Torrellas is the Saburo Muroga Professor of Computer Science and his research focuses on architecture, compilers, and parallel computing.
He and his collaborators are taking a four-pronged approach to the project:
- Adapting control theory – which is used across engineering to analyze systems and create feedback loops used to control those systems -- to computer architecture.
- Developing hardware controllers.
- Extending runtime systems to actuate on the hardware.
- Using compilers to generate code that is optimal for a highly-controlled cluster or datacenter.
Control theory, Torrellas explained, presents an early unknown in the project. It is often used in aeronautical engineering and mechanical engineering.
“How can it be applied to computers? It is an open question,” he said. “Computers are very complicated; building a model of a computer is very hard.”
The key, he said, will be to take what he calls an integrated, cross-layer approach to the work.
“There’s hardware, the operating system, the compiler, the application,” Torrellas said. “All these layers, if you optimize them together, you get a higher impact.”
Torrellas will focus on the hardware.
“You’re going to have a large machine built out of nodes, each node will have multiple chips, each chip will have multiple cores,” he said. “You have to build in a hierarchical manner. You control the core, then you control the chip that has multiple cores. Then you have a node that controls multiple chips, and so on.”
Kale, meanwhile, will work on the runtime system. Kale is the Paul and Cynthia Saylor Professor of Computer Science and leads the Parallel Programming Laboratory. His past work includes pioneering research to develop adaptive runtime systems in parallel computing.“Power, energy, and temperature are becoming very important issues in extreme-scale computing, even as they are important on cellphones and laptops,” Kale said. “It is an exciting prospect to combine our work on adaptive runtime systems with controllable adaptive hardware at the lower level and compiler support at higher level, via a common framework provided by a control system.”
Padua is a Donald Biggar Willett Professor in Engineering and his research focus includes optimization strategies. He will focus on designing compilers.
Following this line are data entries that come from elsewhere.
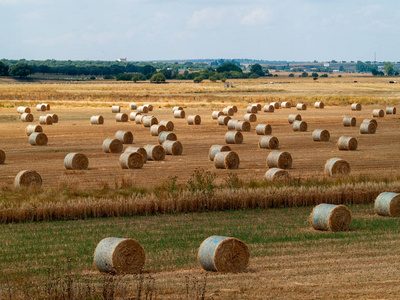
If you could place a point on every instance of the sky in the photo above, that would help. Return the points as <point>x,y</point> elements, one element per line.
<point>290,30</point>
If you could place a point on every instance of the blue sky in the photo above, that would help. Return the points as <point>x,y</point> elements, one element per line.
<point>292,30</point>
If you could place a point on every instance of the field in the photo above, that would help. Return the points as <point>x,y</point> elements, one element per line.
<point>288,258</point>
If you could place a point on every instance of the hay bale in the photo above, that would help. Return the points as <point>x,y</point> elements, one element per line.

The three professors also plan to compare the use of control theory to improve system efficiency with the use of machine learning.
“Some people are trying to make the systems more efficient by using machine learning -- an algorithm that’s telling me ‘shut this hardware down now’ or ‘move this program here, change the frequency,’ as opposed to control theory, which is based on a more reactive approach,” Torrellas said.
Torrellas, Kale and Padua also believe the project could serve as a catalyst for interdisciplinary research and education on clusters and data-center technology at Illinois.